Which I thought was a very good question.
A question that made me think about how much more sexualized parts of the body are in the US than in other countries. I've thought about it before. but it seemed a bit coherent todayso this is what I offered the following in response.
FKK or Freikörperkultur is pretty big in many parts of Germany. If your hanging out in nature by lake, sea, trail, forest or field and its generally accepted that you can and probably should decide to take your clothes off.
A lot of clothes seem to be designed to provoke voyeuristic fascination by transmitting the possibility of broken taboos while generally allowing the taboo coverage to stand (except of course for intrepid celebrity photographers who live and die from catching fleeting wardrobe malfunctions).
But the taboos themselves seem to be what makes people eroticize/exoticize/fetishize the body so much. In europe you go to the beach and you see naked people in their variegated glory. You may or may not find some of them fascinating, but the important thing is that you can watch them and create memories of how people live in their bodies. In the US you are hard pressed to see the human body unless you are having a sexual encounter, paying for a sexual encounter, or paying to watch an objectified sexual encounter. Is it any wonder therefore that many people can't think of several areas of the body without it immediately conjuring up memories/fantasies/anxieties about sexual objectification.
Anyway, no real answers here. I havent done the research to offer up anything more than just anecdotes.
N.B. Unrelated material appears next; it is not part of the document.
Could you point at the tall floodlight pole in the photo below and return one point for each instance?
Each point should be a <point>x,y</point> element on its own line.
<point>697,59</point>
Personally I understand the body as a magnificent vehicle for our senses to interact with the world around us. Whether that interaction is a sharing of consciousness, creating, nurturing, growing, intimacy, grieving, expressing, receiving, adapting or any of the beautiful things that people do with their bodies, I feel it is much healthier to understand the role the entire human form plays in all of these actions, than thinking that parts of our bodies only exist to share, sell or trade sex.